Europe and the world are eagerly awaiting the decision of Germany's Constitutional Court on September 12 regarding the European Stability Mechanism (ESM), the proposed permanent successor to the eurozone's current emergency lender, the European Financial Stability Mechanism. The Court must rule on German plaintiffs' claim that legislation to establish the ESM would violate Germany's Grundgesetz (Basic Law). If the Court rules in the plaintiffs' favor, it will ask Germany's president not to sign the ESM treaty, which has already been ratified by Germany's Bundestag (parliament).
There are serious concerns on all sides about the pending decision. Investors are worried that the Court could oppose the ESM such that they would have to bear the losses from their bad investments. Taxpayers and pensioners in European countries that still have solid economies are worried that the Court could pave the way for socialization of eurozone debt, saddling them with the burden of these same investors' losses.
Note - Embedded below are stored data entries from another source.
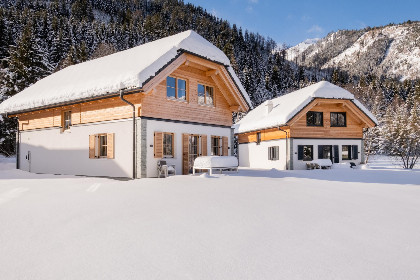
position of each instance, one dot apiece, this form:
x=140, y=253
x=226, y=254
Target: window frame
x=338, y=113
x=66, y=123
x=164, y=146
x=100, y=146
x=273, y=153
x=177, y=89
x=205, y=95
x=219, y=146
x=315, y=125
x=349, y=152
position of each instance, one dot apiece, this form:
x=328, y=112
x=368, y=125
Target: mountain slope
x=392, y=51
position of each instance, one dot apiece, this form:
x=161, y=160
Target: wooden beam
x=212, y=73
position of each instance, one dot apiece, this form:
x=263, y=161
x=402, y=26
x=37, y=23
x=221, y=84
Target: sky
x=293, y=21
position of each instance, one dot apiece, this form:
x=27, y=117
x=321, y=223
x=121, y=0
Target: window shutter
x=91, y=146
x=355, y=152
x=158, y=144
x=185, y=146
x=204, y=145
x=110, y=145
x=225, y=145
x=320, y=151
x=336, y=156
x=300, y=152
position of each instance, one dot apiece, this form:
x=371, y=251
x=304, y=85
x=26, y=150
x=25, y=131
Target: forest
x=38, y=38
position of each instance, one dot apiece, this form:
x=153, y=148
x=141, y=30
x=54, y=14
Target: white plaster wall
x=178, y=129
x=56, y=152
x=256, y=156
x=300, y=164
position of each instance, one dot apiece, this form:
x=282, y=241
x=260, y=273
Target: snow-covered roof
x=287, y=106
x=126, y=69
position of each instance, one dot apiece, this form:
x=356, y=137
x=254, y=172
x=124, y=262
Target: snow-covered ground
x=256, y=224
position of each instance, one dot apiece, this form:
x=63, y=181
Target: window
x=163, y=144
x=168, y=144
x=325, y=152
x=314, y=119
x=101, y=145
x=216, y=146
x=205, y=95
x=306, y=152
x=338, y=119
x=66, y=120
x=346, y=152
x=176, y=88
x=273, y=153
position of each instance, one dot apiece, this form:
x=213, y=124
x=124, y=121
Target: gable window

The plaintiffs represent the entire political spectrum, including the Left Party, the Christian Social Union MP Peter Gauweiler, and the justice minister in former Chancellor Gerhard Schroder's Social Democratic government, Herta Daubler-Gmelin, who has collected tens of thousands of signatures supporting her case. There is also a group of retired professors of economics and law, and another of "ordinary" citizens, whose individual complaints have been selected as examples by the Court.